In Beijing, disappearances and security controls ensure quiet Tiananmen anniversary
Reporting from Beijing — In Beijing, the 30th anniversary of the Tiananmen Square protests passed in silence.
At the square, police checked the identity cards of every visitor exiting nearby subway stations, in addition to the usual measures of control — metal detectors, surveillance cameras and security guards — already in place.
Some foreign journalists were blocked from entering the square. Others entered and saw the usual scene of students and tourists taking photos, with the portrait of Mao in the backdrop, where visitors lined up to enter the Forbidden City.
Authorities took preemptive measures months before the anniversary to thwart activists who might try in some way to observe the anniversary.
Since late May, several members of Tiananmen Mothers, a group of victims’ mothers made up mostly of women in their 80s, have been under house arrest and blocked from outside communication.
Independent filmmaker Deng Chuanbin was detained in Sichuan in May for tweeting a photo related to the massacre. Activist Hu Jia and others have been taken on forced “vacations” with assigned guards to prevent them from speaking to others.
In Sichuan, four activists were detained for producing a bottle of alcohol labeled “Eight Liquor Six Four,” which reads in Chinese as a reference to June 4, 1989. One has been given a 3½-year prison sentence.
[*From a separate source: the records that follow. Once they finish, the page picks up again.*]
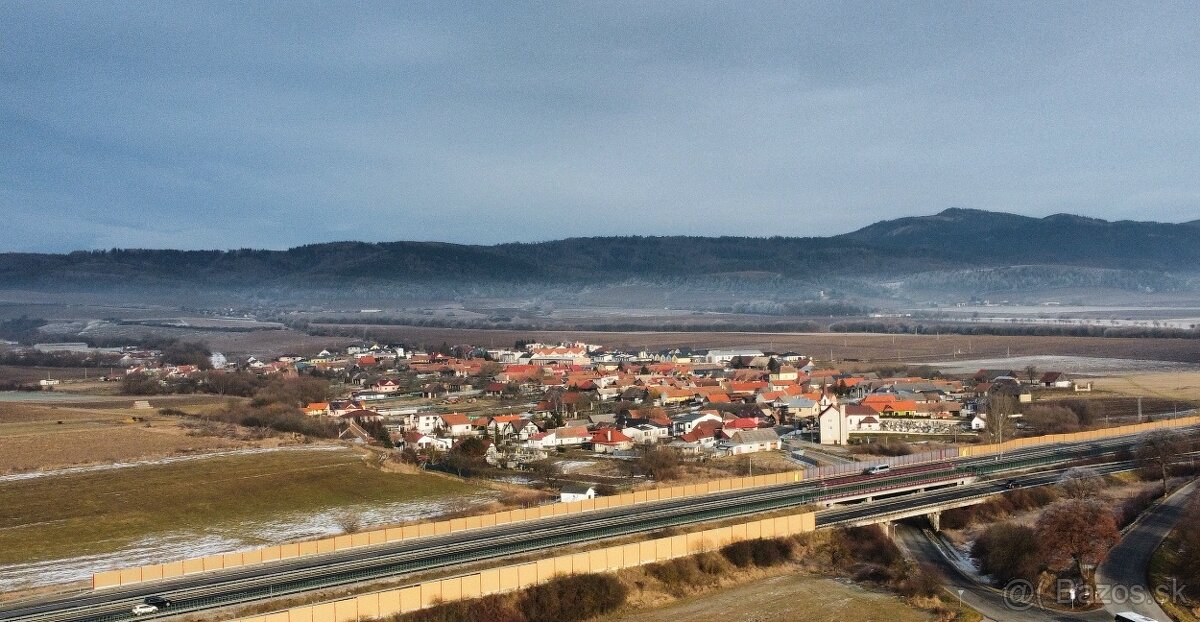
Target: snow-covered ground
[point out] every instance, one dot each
(36, 474)
(227, 538)
(1089, 365)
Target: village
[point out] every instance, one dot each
(534, 401)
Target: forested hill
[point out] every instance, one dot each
(951, 240)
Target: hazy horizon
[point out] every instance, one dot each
(232, 125)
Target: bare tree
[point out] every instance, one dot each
(1078, 532)
(1081, 483)
(349, 521)
(1158, 448)
(1001, 408)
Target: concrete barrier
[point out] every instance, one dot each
(391, 534)
(519, 576)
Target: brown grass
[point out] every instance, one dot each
(35, 436)
(1171, 386)
(912, 348)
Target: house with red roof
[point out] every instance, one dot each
(610, 440)
(456, 424)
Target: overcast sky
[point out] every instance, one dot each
(274, 124)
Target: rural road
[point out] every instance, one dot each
(988, 600)
(1125, 569)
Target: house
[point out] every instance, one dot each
(456, 424)
(387, 386)
(433, 390)
(685, 423)
(360, 416)
(669, 395)
(495, 389)
(861, 418)
(418, 442)
(703, 436)
(751, 441)
(576, 492)
(647, 434)
(609, 440)
(559, 437)
(832, 422)
(504, 424)
(1055, 380)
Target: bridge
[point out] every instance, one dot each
(922, 490)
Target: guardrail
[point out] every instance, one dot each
(517, 576)
(109, 579)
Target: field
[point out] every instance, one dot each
(1171, 386)
(51, 435)
(784, 598)
(886, 348)
(93, 513)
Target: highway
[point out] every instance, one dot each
(256, 582)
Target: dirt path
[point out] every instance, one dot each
(785, 597)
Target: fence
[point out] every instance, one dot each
(394, 534)
(855, 468)
(1077, 437)
(517, 576)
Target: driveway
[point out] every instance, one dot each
(988, 600)
(1122, 578)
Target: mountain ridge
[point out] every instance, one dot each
(953, 239)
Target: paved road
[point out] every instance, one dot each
(1123, 574)
(987, 600)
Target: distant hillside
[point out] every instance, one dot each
(1000, 239)
(1087, 251)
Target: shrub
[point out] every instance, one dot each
(679, 575)
(1007, 551)
(565, 599)
(573, 598)
(763, 554)
(922, 580)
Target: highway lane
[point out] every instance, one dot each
(1122, 578)
(988, 600)
(309, 573)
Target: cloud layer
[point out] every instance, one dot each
(270, 125)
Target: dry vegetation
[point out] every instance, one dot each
(97, 512)
(762, 576)
(1168, 386)
(843, 346)
(42, 436)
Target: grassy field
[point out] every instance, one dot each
(1171, 386)
(911, 348)
(783, 598)
(37, 436)
(100, 512)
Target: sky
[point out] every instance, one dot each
(252, 124)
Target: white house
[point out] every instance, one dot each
(576, 492)
(832, 420)
(751, 441)
(683, 424)
(456, 424)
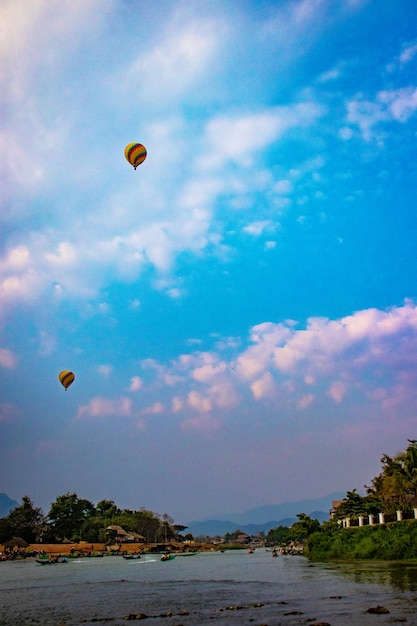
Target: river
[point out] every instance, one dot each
(209, 588)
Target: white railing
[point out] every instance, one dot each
(371, 520)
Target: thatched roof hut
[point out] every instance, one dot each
(16, 542)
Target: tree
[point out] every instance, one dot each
(354, 504)
(277, 535)
(26, 521)
(304, 527)
(396, 485)
(68, 515)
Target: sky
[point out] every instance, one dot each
(240, 311)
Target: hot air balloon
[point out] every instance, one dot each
(66, 378)
(135, 153)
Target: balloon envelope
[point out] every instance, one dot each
(66, 378)
(135, 153)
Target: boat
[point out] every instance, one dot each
(167, 557)
(131, 556)
(51, 560)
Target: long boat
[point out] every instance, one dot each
(167, 557)
(49, 561)
(131, 556)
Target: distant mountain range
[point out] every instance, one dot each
(251, 522)
(6, 505)
(263, 518)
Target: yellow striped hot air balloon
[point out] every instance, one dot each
(135, 153)
(66, 378)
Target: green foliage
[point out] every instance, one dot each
(25, 521)
(354, 504)
(68, 514)
(277, 535)
(396, 485)
(305, 527)
(396, 541)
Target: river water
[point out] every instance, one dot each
(215, 588)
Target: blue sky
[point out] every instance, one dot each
(240, 312)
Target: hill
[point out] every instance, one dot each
(256, 520)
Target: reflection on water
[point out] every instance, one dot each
(211, 589)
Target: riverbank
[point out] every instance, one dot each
(386, 542)
(95, 549)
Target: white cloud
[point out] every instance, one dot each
(136, 383)
(106, 407)
(390, 105)
(238, 138)
(257, 228)
(328, 358)
(7, 358)
(8, 412)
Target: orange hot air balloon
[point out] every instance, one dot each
(135, 154)
(66, 378)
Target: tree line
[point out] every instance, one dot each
(395, 488)
(77, 519)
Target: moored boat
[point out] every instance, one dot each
(51, 560)
(131, 556)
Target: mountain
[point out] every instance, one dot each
(6, 505)
(262, 519)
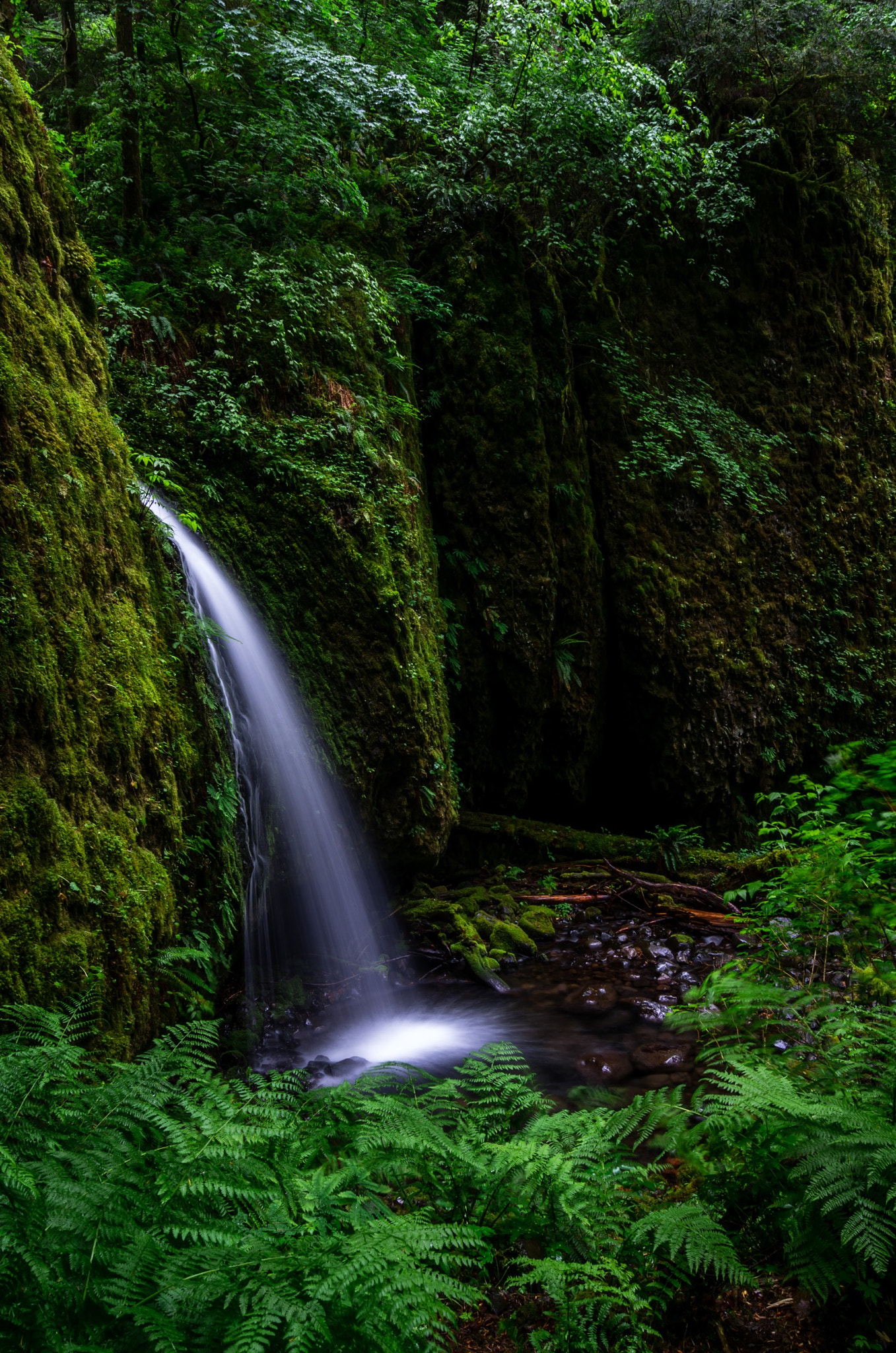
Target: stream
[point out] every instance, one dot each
(587, 1009)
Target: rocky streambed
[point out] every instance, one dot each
(586, 1000)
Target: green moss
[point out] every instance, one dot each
(538, 923)
(511, 939)
(519, 562)
(110, 840)
(331, 540)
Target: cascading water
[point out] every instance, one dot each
(314, 896)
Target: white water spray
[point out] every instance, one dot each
(314, 896)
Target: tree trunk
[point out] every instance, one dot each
(71, 64)
(133, 182)
(11, 27)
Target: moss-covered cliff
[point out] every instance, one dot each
(304, 468)
(115, 808)
(667, 502)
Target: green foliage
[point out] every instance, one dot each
(673, 842)
(796, 1138)
(681, 429)
(157, 1204)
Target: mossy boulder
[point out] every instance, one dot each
(538, 922)
(511, 939)
(473, 898)
(117, 796)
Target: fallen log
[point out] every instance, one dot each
(676, 891)
(551, 898)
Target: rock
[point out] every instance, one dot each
(653, 1009)
(511, 939)
(604, 1068)
(592, 999)
(658, 1081)
(472, 900)
(485, 970)
(349, 1066)
(662, 1057)
(538, 922)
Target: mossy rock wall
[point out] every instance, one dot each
(115, 813)
(342, 567)
(335, 552)
(745, 643)
(716, 643)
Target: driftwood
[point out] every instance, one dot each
(553, 897)
(680, 893)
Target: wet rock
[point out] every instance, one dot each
(538, 922)
(658, 1080)
(511, 939)
(349, 1066)
(662, 1057)
(592, 999)
(604, 1068)
(654, 1011)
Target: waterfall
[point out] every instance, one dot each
(314, 901)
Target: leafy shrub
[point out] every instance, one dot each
(161, 1206)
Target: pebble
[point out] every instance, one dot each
(592, 999)
(607, 1068)
(662, 1057)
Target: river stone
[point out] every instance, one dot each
(604, 1068)
(592, 999)
(662, 1057)
(660, 1080)
(349, 1066)
(511, 938)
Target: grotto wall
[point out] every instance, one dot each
(117, 801)
(673, 485)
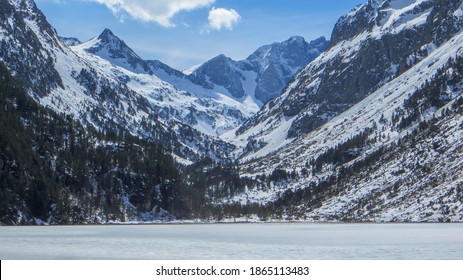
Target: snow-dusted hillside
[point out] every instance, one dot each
(371, 46)
(260, 77)
(393, 156)
(108, 92)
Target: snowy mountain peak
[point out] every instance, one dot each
(70, 41)
(113, 49)
(262, 76)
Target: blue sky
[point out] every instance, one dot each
(183, 33)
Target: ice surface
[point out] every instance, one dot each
(235, 241)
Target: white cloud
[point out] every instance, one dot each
(222, 18)
(159, 11)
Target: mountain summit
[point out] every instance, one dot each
(263, 75)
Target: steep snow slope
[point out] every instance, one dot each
(101, 94)
(372, 45)
(261, 76)
(393, 156)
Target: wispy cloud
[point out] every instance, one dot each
(159, 11)
(223, 18)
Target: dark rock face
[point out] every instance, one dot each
(370, 54)
(40, 76)
(277, 64)
(69, 41)
(221, 71)
(273, 66)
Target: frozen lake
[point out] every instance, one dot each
(235, 241)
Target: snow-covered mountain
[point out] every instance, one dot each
(370, 130)
(83, 81)
(371, 46)
(69, 41)
(263, 75)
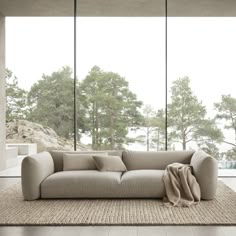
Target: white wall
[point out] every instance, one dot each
(2, 94)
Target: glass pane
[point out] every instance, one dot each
(39, 85)
(121, 65)
(202, 98)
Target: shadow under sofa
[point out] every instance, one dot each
(43, 175)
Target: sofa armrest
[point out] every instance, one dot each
(205, 169)
(34, 169)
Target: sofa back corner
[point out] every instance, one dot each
(136, 160)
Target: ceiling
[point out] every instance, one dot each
(118, 7)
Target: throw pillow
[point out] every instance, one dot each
(79, 161)
(109, 163)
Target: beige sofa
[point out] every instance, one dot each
(43, 175)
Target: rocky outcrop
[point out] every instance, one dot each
(23, 131)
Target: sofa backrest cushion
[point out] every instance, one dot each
(109, 163)
(78, 162)
(57, 156)
(137, 160)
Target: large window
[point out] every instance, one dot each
(39, 85)
(120, 85)
(121, 82)
(202, 98)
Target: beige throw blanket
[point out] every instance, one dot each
(181, 186)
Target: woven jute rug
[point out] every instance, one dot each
(15, 211)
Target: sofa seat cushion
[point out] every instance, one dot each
(81, 184)
(142, 184)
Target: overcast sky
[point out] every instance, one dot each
(202, 48)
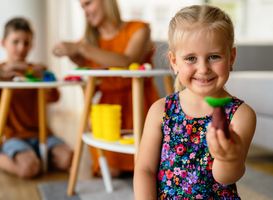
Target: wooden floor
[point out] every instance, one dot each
(65, 126)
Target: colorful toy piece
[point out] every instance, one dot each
(145, 66)
(219, 119)
(117, 68)
(72, 78)
(83, 68)
(19, 79)
(48, 77)
(134, 66)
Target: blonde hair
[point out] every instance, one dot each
(18, 24)
(112, 13)
(189, 20)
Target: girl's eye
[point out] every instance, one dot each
(213, 57)
(191, 58)
(15, 42)
(26, 44)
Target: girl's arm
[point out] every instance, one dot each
(230, 154)
(145, 173)
(138, 46)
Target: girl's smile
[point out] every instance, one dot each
(203, 65)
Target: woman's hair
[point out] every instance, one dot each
(17, 24)
(112, 13)
(190, 21)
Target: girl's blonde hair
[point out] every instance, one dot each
(191, 20)
(18, 24)
(112, 13)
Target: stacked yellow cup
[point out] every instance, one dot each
(106, 121)
(97, 120)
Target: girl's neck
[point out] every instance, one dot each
(14, 61)
(108, 30)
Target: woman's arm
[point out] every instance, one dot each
(230, 154)
(145, 173)
(8, 71)
(138, 46)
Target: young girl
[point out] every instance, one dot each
(188, 158)
(20, 149)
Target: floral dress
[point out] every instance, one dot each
(185, 170)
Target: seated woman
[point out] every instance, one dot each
(109, 41)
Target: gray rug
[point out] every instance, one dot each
(88, 190)
(260, 183)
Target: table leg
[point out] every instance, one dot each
(42, 126)
(137, 92)
(4, 108)
(89, 91)
(104, 168)
(168, 82)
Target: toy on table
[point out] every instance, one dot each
(219, 119)
(72, 78)
(137, 66)
(30, 76)
(19, 79)
(48, 77)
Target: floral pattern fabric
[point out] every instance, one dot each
(185, 170)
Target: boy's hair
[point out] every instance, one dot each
(190, 21)
(112, 13)
(18, 24)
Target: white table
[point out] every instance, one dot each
(137, 92)
(6, 95)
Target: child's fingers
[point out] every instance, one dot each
(223, 141)
(213, 142)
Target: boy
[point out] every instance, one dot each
(20, 149)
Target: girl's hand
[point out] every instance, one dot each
(19, 67)
(224, 149)
(78, 60)
(38, 70)
(65, 49)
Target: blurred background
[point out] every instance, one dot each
(56, 20)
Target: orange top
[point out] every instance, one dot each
(118, 44)
(118, 90)
(22, 120)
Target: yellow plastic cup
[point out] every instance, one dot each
(106, 121)
(96, 121)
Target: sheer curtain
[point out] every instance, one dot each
(65, 22)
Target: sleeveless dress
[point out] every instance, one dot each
(118, 90)
(185, 170)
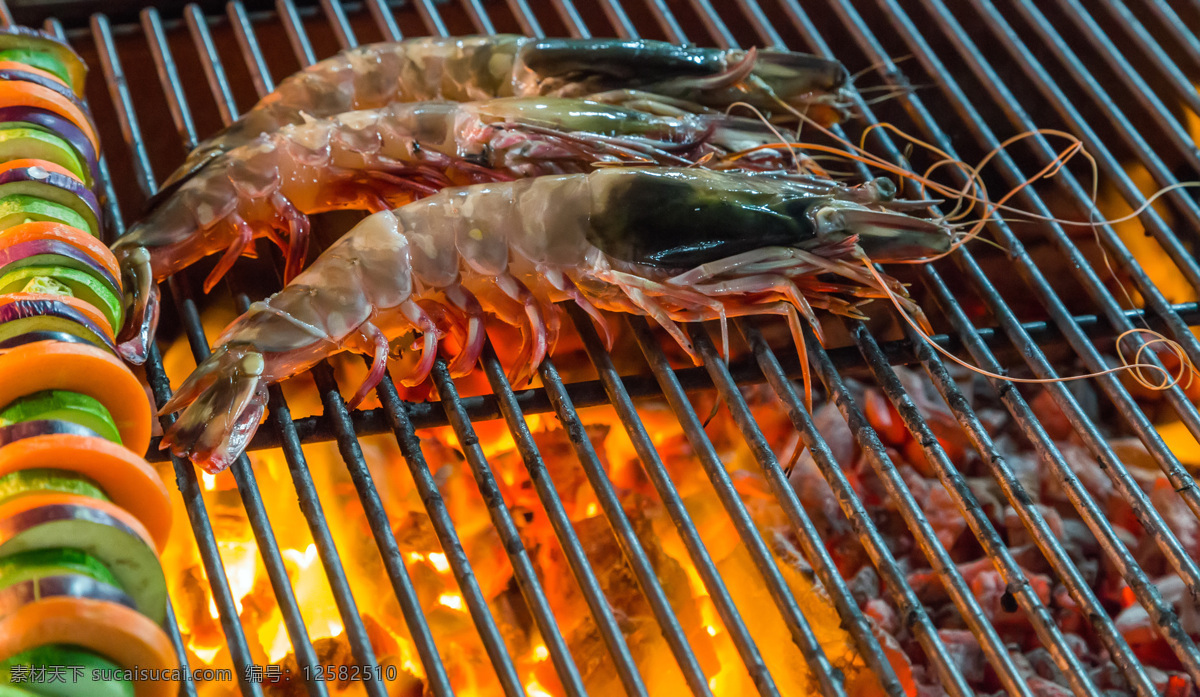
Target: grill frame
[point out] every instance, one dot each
(1030, 338)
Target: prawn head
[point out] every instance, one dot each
(142, 299)
(228, 396)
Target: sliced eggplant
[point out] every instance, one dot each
(59, 562)
(22, 209)
(133, 563)
(61, 126)
(79, 666)
(71, 584)
(54, 187)
(45, 82)
(78, 284)
(55, 253)
(45, 52)
(29, 312)
(63, 406)
(42, 427)
(28, 481)
(21, 140)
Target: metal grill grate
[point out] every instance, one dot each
(993, 80)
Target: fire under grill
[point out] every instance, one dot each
(630, 524)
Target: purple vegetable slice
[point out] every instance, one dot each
(52, 122)
(25, 44)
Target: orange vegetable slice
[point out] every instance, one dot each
(75, 236)
(29, 162)
(22, 94)
(51, 365)
(28, 68)
(118, 632)
(124, 475)
(88, 310)
(21, 504)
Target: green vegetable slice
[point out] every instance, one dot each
(21, 140)
(40, 60)
(60, 562)
(79, 284)
(19, 209)
(64, 406)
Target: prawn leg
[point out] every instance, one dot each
(243, 238)
(534, 352)
(685, 298)
(473, 343)
(377, 342)
(420, 319)
(563, 283)
(299, 229)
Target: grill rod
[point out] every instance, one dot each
(1180, 641)
(185, 306)
(1146, 592)
(966, 335)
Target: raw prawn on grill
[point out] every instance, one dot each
(651, 76)
(672, 244)
(381, 158)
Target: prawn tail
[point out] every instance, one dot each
(142, 299)
(225, 401)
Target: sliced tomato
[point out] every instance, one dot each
(34, 500)
(24, 94)
(124, 475)
(11, 65)
(73, 236)
(88, 310)
(118, 632)
(47, 166)
(51, 365)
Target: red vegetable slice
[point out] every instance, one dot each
(127, 637)
(49, 120)
(82, 368)
(73, 236)
(16, 37)
(125, 476)
(24, 94)
(13, 253)
(42, 163)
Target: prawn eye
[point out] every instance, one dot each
(681, 220)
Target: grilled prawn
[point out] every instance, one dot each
(646, 74)
(676, 245)
(381, 158)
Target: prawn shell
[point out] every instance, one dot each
(431, 226)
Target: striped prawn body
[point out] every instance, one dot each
(675, 245)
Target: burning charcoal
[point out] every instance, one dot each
(1089, 472)
(817, 498)
(1050, 415)
(865, 584)
(883, 614)
(636, 619)
(1177, 515)
(943, 515)
(964, 647)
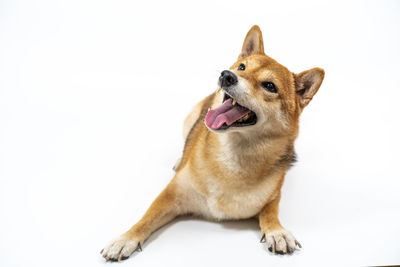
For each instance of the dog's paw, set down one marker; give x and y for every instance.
(280, 241)
(120, 248)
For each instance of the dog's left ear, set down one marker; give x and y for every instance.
(253, 43)
(307, 85)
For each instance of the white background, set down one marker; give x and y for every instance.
(92, 99)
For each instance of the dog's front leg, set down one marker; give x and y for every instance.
(165, 208)
(278, 239)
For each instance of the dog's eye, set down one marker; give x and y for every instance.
(270, 87)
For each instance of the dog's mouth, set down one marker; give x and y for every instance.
(229, 114)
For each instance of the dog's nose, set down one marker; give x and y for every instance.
(227, 78)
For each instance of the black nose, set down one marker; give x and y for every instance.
(227, 78)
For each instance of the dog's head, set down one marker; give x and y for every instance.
(258, 93)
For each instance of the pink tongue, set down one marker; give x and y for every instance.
(224, 113)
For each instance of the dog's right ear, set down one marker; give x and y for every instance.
(253, 44)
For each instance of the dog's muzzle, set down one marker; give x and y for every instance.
(227, 79)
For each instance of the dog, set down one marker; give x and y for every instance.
(239, 144)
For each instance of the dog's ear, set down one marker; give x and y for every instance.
(253, 44)
(307, 85)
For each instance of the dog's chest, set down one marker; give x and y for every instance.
(239, 201)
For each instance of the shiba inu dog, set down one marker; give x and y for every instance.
(239, 143)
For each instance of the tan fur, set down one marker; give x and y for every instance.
(236, 174)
The other three have been released, but authorities are keeping them under surveillance with electronic wrist monitors, according to Human Rights Watch.
Folk rock musician Li Zhi, whose songs mention June 4, has vanished from public appearances. An upcoming tour has been canceled, and all his music has been removed from Chinese streaming sites.
“Thirty years after the Tiananmen Massacre, Chinese authorities have not acknowledged the atrocity or provided justice for the victims and their families,” said Yaqiu Wang, China researcher at Human Rights Watch. “The whitewash of Tiananmen and heightened repression across China have fueled activists’ determination to fight for human rights.”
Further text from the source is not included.